The story of the Titanic is inextricably linked with Southampton; it was the city from which the ship sailed and home to over a third of those who lost their lives in the tragedy. Our academics have helped to bring the story to life by contributing their expertise to exhibitions at Southampton's new SeaCity Museum.
The Museum's permanent exhibition tells the story of Southampton's crew on the Titanic and the impact of the disaster on families in the city. Alongside this, a special exhibition, called Titanic: The Legend, is examining perceptions and portrayals of the story and looking at how tragedy has become myth.
Professor Tony Kushner, Director of the University's Parkes Institute for the study of Jewish/non-Jewish relations, brought his expertise in migration to both exhibitions. "Both legally and in reality, the Titanic was an immigration ship and most of those on board were poor emigrants and refugees from across the world looking to make a new life in America," says Tony.
For Titanic: The Legend, film historian Professor Tim Bergfelder advised on the films that have immortalised the story over the last 100 years, from the very first effort, a silent movie produced in Germany, to James Cameron's blockbuster of the 1990s. Clips of these are shown as part of the exhibition.
Dr Bob Marsh, a physical oceanographer at the National Oceanography Centre Southampton, contributed information about a key element in the Titanic story - the iceberg. It probably broke off from one of the huge glaciers that cover Greenland, and was carried into the ship's path by an unusual excursion of ocean currents.
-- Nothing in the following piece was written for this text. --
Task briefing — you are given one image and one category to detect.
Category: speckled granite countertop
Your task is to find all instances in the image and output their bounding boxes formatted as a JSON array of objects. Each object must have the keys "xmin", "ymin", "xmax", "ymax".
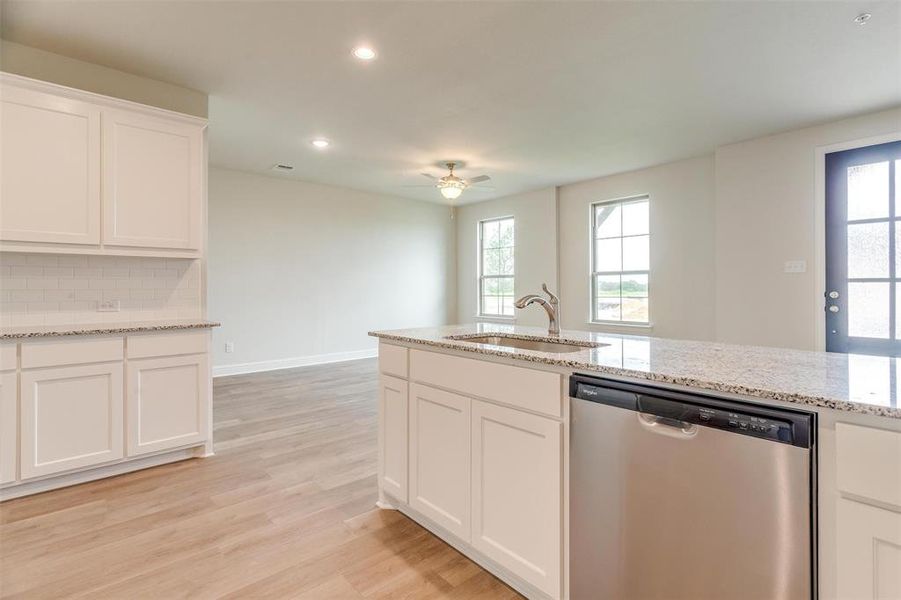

Bob says: "With new computer modelling techniques we can recreate the journeys icebergs make. While this may tell us just how unlucky Titanic was in 1912, it can also help to explain dramatic changes underway right now. Scientists are growing more certain that the ice covering Greenland is disappearing at an alarming rate because of climate change. This could have a big impact on regional sea levels and ocean salinity, and we are working to include icebergs in the computer models that are used to predict climate change."